Milton Friedman sustentou que os agentes agiam “como se” fossem racionais; Herbert Simon introduziu o conceito de racionalidade limitada, reconhecendo os limites cognitivos; e Daniel Kahneman e Amos Tversky demonstraram que nossas decisões são sistematicamente enviesadas. Cada uma dessas contribuições ampliou o horizonte da disciplina, mas ainda deixou lacunas importantes sobre por que decidimos como decidimos.

Desde meados do século XX, a economia vem tentando reduzir a distância entre seus modelos teóricos e o comportamento humano real. A ideia do homo economicus plenamente racional mostrou-se insuficiente diante da complexidade das decisões cotidianas. Milton Friedman sustentou que os agentes agiam “como se” fossem racionais; Herbert Simon introduziu o conceito de racionalidade limitada, reconhecendo os limites cognitivos; e Daniel Kahneman e Amos Tversky demonstraram que nossas decisões são sistematicamente enviesadas. Cada uma dessas contribuições ampliou o horizonte da disciplina, mas ainda deixou lacunas importantes sobre por que decidimos como decidimos.

Um estudo recente que desenvolvi em parceria com o neurologista e neurofisiologista Dr. João Marcello, publicado na revista científica Open Minds, avança nesse debate ao propor uma abordagem integrativa que une neurociência, genética e ambiente para compreender as escolhas econômicas. Trata-se de um movimento que desloca a análise do comportamento econômico de modelos abstratos para bases biológicas e contextuais mensuráveis.

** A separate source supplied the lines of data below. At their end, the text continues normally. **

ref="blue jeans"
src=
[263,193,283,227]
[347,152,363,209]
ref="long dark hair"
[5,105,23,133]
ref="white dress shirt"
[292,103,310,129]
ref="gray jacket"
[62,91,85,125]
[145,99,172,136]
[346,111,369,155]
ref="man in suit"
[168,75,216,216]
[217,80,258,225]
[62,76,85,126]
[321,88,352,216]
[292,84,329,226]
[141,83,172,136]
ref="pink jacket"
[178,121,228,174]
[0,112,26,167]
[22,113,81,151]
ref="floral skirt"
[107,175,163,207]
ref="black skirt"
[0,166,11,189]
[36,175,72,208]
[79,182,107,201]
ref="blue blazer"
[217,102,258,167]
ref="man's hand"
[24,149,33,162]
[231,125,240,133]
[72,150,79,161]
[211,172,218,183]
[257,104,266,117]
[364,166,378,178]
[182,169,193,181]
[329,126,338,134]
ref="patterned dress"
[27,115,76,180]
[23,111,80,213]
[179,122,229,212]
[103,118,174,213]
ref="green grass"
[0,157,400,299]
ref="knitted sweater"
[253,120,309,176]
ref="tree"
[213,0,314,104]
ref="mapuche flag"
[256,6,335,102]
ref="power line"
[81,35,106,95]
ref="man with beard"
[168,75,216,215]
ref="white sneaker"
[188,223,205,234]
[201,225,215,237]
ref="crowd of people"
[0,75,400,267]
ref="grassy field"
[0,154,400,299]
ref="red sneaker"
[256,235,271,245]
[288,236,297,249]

A neuroeconomia já havia demonstrado que decisões financeiras, avaliação de risco e autocontrole não são processos puramente cognitivos. Evidências experimentais mostram que estruturas como o córtex pré-frontal, a amígdala e o estriado participam ativamente da valoração de recompensas, da aversão à perda e da regulação do impulso. Estudos em neuroimagem funcional, amplamente discutidos em periódicos como Nature Human Behaviour e Neuron, indicam que diferentes padrões de ativação nessas regiões se associam a estilos decisórios específicos.

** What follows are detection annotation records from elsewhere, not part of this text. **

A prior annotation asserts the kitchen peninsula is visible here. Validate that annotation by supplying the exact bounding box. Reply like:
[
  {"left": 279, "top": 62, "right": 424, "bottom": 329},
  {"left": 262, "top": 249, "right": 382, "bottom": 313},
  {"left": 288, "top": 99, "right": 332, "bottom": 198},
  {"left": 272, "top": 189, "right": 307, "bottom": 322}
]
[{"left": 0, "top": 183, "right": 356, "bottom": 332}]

No entanto, compreender os circuitos neurais não é suficiente. O cérebro não opera isoladamente, nem pode ser reduzido a um mecanismo determinista. As decisões emergem de padrões probabilísticos, moldados por predisposições biológicas e modulados continuamente pelo contexto. Como destacamos no estudo, pensar a economia apenas como cálculo racional ignora que o sistema nervoso humano é fruto de interações complexas entre herança genética, desenvolvimento neural e ambiente sociocultural.

Nesse ponto, a genética comportamental oferece contribuições fundamentais. Pesquisas recentes mostram que traços cognitivos e não cognitivos — como impulsividade, paciência e sensibilidade à recompensa — possuem componentes genéticos mensuráveis, distribuídos de forma poligênica. Isso não implica determinismo biológico. Como ressalta o Dr. João Marcello, as predisposições genéticas estabelecem uma base, mas sua expressão depende da interação contínua com fatores ambientais como educação, nível socioeconômico e experiências de vida. Trata-se de um sistema dinâmico de retroalimentação, no qual escolhas e contextos também alteram trajetórias futuras.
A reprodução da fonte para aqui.